Post n°8 pubblicato il 17 Gennaio 2015 da GreenLyrics

Un libro appena pubblicato svela con molto chiarezza e amara verità cosa accade nel panorama scolastico dei nostri giorni, e delle certezze che sfumano senza neanche chiedere il permesso di evaporare. Gli occhi sono appannati di fronte alla meraviglia, e delusi fanno finta di nulla, più che altro creano l'immancabile parvenza del frustato ottimismo quotidiano.

«Non respira, non conta più nulla, arranca, è povera, marginalizzata, i suoi edifici crollano, i suoi insegnanti sono umiliati, frustrati, scherniti, i suoi alunni non studiano, sono distratti o violenti, difesi dalle loro famigie, capricciosi e scurrili, la sua nobile tradizione è decaduta senza scampo. E' delusa, afflitta depressa, non riconosciuta, colepvolizzata, ignorata, violentata dai nostri governi che hanno tagliato le sue risorse e non credono più nell'importanza della cultira e della formazione che essa deve difendere e trasmettere. E' già morta? E' ancora viva? Sopravvive? Serve ancora a qualcosa oppure è destinata ad essere un residuo di un tempo ormai esaurito? E' questo il ritratto smarrito della nostra Scuola». Queste sono le parole usate dal noto psicoanalista e filosofo morale Massimo Recalcati.

Egli ci spiega che un tempo la figura dell'insegnate era oggetto di rispetto da parte della classe, ed era dotata «di peso simbolico e di autorità a prescindere dai contenuti che sapeva trasmettere». In soldoni, era un'evidenza che il simbolismo di figura sovraumana che la circondava, prevalesse su chi realmente fosse poi il responsabile della materia da impartire.

Oggi invece l'insegnate non gode di vita semplice, e lotta con se stesso nel momento in cui «si deve confrontare con la propria solitudine, con un vuoto di senso entro il quale è costretto a misurare la propria parola». Tuttavia si sentono ancora molte storie variegate sulla scuola, e su chi cerca di portarla avanti nel migliore - o peggiore - dei modi possibili.

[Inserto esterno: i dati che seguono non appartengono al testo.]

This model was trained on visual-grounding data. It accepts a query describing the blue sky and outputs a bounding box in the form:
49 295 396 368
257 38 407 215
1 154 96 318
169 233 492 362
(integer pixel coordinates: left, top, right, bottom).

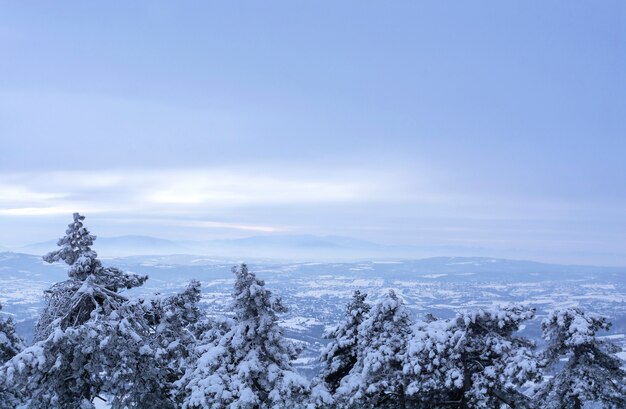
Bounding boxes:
0 1 626 265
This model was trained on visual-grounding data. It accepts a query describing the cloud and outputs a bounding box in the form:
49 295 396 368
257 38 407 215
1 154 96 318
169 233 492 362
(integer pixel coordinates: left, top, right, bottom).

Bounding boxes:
0 169 385 217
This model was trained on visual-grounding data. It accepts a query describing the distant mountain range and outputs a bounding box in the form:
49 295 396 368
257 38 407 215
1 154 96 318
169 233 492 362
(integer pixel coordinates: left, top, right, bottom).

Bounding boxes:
11 234 626 266
13 231 498 261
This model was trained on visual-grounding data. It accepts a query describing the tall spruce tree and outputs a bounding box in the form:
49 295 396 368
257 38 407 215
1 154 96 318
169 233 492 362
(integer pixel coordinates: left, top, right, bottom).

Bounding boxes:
537 308 626 409
181 264 309 409
336 290 411 408
2 213 147 409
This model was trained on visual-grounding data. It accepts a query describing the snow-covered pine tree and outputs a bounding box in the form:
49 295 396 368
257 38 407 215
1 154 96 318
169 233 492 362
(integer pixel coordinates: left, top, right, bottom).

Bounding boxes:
404 305 540 408
181 264 309 409
103 281 201 409
0 304 24 409
2 213 147 409
319 290 371 394
335 290 411 408
0 304 24 365
537 308 626 409
43 213 101 280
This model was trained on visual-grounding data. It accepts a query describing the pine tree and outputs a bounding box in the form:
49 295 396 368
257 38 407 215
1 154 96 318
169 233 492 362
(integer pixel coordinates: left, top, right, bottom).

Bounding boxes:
319 290 371 394
405 305 540 408
537 308 626 409
2 213 147 409
0 304 24 409
336 290 411 408
103 281 201 409
182 264 308 409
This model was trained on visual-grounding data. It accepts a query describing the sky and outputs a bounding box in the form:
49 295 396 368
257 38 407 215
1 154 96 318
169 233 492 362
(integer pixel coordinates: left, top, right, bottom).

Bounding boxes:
0 0 626 266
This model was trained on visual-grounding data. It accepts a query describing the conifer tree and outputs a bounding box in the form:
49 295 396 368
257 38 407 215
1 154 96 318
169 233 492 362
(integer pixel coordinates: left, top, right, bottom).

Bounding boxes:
0 304 24 409
537 308 626 409
2 213 147 409
181 264 309 409
319 290 371 394
404 305 540 409
336 290 411 408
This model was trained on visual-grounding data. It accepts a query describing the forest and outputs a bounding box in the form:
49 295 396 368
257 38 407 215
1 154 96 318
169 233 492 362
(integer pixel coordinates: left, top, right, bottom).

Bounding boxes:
0 213 626 409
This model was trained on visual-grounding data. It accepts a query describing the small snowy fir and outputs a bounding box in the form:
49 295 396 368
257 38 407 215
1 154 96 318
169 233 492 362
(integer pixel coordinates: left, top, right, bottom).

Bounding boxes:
537 308 626 409
404 305 540 408
336 290 411 408
0 304 24 409
181 264 309 409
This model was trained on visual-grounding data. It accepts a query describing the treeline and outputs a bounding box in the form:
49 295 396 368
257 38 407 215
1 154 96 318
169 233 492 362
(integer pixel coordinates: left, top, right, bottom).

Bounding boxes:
0 213 626 409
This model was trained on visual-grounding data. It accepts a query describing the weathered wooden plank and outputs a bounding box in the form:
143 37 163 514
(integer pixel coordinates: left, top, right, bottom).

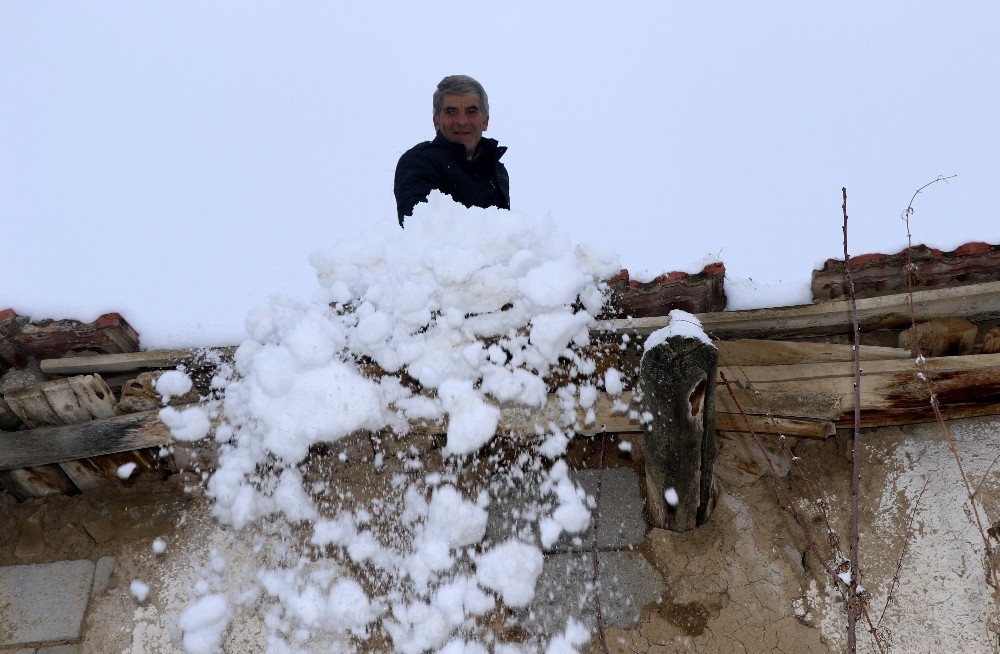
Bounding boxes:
0 309 28 372
0 411 171 470
14 313 139 360
608 263 726 318
4 386 63 428
899 317 979 357
0 465 79 502
714 338 912 366
715 386 844 421
812 243 1000 300
719 354 1000 392
640 336 719 532
40 347 236 375
723 354 1000 425
715 416 837 440
597 282 1000 339
59 448 172 491
980 325 1000 354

Il centro nevralgico delle conversazioni è il desiderio di equilibrio, rispetto e responsabilità verso il ruolo e i doveri che ogni categoria di utenti e titolari di cattedra dovrebbero manifestare. Non serve certo gettare anni di crisi (economica, valoriale, personale, civica) nel dimenticatoio, ma sarebbe d'aiuto sondare il limite che attraversa il sapere che si desidera ricevere dal proprio banco di scuola; o magari dalla cingolante cattedra tarlata.

Un insegnante garante del proprio ruolo sociale e missionario (oserei dire) per il prossimo, non è affatto «colui che possiede il sapere». La figura del bravo mentore è incarnata da chi «sa entrare in un rapporto singolare con l'impossibilità di sapere tutto il sapere». E da chi è capace di elaborare un confronto critico con la propria fragilità. Non si può far tutto; sempre.

Ma è compito critico degli alunni - e delle loro famiglie - sviluppare un senso critico verso sistemi che non funzionano e che hanno abbandonato il loro spiraglio di salvezza depositato nella tradizione umanistico-scientifica italiana. Ciò è possibile! basta curiosare, leggere, fare domande e soprattutto non avere paura di una cosa che oggi è quasi una minaccia: l'umiltà.